The papers all lead with the first day of the White House's defense before the House Judiciary Committee. The journalism consensus is that the panels of Watergate-era Judiciary members, academics and ex-special prosecutors constituted a deepening of the scandal's heretofore ditzy discussion. One Washington Post headline refers to a "day of dialogue." The New York Times sees a "sober debate." The Los Angeles Times says that compared to Kenneth Starr's committee appearance, yesterday's session was "much more sober and substantive." The Post says that yesterday, the president's legal team "offered its most comprehensive rebuttal."
Huh? As the LAT notes, the day featured Democratic Rep. Zoe Lofgren saying that one reason not to impeach was that it would be bad for the economy, while Republican Rep. Asa Hutchinson cited as a pro-impeachment consideration President Clinton's use of the word "intimate" when he should have said "sexual." And at one point, says the Post, Republican Rep. Howard Coble responded to witness Fr. Robert Drinan's assertion that vengeance was motivating GOP conservatives by saying, "If anybody thinks vengeance is involved, I'll meet them in the parking lot." That's the current state of congressional deliberation--challenging a 70-plus priest to a duke-out. The day proved once again that there is no hearing in a congressional hearing. They should call these things congressional talkings. The papers agree that the real targets of the discussion are the House's 12-20 moderate Republican undecideds. But if so, then call those folks into executive session and leave the rest of us alone.
The USA Today front carries word that Tuesday the Supreme Court ruled unanimously that, absent indications of additional criminal activity, police cannot automatically search a car after making a routine traffic stop.
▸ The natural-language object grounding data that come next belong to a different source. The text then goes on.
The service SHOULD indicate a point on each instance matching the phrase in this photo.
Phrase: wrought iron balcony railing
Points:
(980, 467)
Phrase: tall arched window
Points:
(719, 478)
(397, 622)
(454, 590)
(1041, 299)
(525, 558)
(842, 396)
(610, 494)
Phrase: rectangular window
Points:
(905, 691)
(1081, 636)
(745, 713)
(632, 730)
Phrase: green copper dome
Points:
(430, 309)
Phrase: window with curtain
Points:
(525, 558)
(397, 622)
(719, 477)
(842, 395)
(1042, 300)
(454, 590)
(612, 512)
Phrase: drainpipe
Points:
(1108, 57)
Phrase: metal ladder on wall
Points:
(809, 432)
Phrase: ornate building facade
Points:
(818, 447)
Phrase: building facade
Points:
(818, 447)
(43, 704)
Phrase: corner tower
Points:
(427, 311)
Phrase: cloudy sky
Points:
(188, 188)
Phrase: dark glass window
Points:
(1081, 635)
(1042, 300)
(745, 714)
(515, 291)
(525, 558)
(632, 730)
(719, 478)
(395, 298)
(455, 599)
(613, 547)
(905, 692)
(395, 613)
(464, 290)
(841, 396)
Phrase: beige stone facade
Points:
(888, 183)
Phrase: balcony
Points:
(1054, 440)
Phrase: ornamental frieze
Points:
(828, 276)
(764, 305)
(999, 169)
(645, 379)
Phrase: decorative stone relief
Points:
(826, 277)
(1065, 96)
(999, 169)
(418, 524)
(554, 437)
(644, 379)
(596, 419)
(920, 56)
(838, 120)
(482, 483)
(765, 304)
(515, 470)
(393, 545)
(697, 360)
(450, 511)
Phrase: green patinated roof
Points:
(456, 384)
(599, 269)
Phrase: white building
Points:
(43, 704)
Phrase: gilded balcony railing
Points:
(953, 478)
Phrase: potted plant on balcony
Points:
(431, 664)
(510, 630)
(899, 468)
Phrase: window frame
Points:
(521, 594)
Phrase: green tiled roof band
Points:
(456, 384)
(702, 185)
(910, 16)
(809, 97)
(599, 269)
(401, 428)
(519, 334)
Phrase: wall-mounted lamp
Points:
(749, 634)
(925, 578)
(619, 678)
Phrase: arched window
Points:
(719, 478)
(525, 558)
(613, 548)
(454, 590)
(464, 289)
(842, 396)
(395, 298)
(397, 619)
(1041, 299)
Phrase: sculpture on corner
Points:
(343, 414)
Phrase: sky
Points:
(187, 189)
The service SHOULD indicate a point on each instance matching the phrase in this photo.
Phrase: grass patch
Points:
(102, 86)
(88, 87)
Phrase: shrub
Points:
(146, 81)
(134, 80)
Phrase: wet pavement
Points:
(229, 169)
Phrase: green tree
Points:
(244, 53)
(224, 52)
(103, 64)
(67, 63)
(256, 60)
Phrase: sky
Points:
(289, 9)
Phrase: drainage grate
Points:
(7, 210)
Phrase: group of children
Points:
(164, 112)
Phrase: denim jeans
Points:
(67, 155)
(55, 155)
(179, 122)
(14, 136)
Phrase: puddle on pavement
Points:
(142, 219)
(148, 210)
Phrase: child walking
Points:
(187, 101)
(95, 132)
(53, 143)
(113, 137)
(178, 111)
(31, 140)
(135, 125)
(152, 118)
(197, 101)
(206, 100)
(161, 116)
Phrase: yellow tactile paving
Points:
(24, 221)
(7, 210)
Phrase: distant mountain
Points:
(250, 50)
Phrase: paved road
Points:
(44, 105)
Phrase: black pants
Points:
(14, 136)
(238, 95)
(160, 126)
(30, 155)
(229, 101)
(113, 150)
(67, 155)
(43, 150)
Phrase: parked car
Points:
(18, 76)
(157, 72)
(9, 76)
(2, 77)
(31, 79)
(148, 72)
The story is also carried inside at the WP. The papers note that the decision is a surprising exception to the Court's trend in recent years of upholding and widening police conduct especially in the area of searches. Neither story mentions one notorious criminal who might never have been caught had this decision come down a few years ago--Timothy McVeigh, initially held because of a gun found in his car after he was stopped for driving without plates.
The LAT front carries a stunning medical result published in today's JAMA, sure to add fuel to the second-hand smoke debate. Examinations of 53 San Francisco bartenders made before and after the implementation last January of California's public indoor smoking ban show, says the medical journal, a substantial post-ban lessening of respiratory troubles as well as of eye, ear, nose and throat problems. The changes were detected less than two months after the ban began. (Hats off to the LAT for putting the number of bartenders high up.)
A congressional staffer tells the Wall Street Journal "Tax Report" he has to speak off the record because "I get in a lot of trouble if I'm quoted, especially if the quotes are accurate."
Last week, former Secretary of Agriculture Mike Espy was acquitted of charges that he illegally accepted gratuities. But according to the WP's "The Reliable Source," he's still really into legal gratuities. It seems that Espy's special prosecutor Donald Smaltz had 18-carat gold watches made for his staff (let's hope that this was done out of Smaltz's pocket and not his office budget), and Espy is quoted in the Post saying, "I surely would like a watch. I think I earned the watch."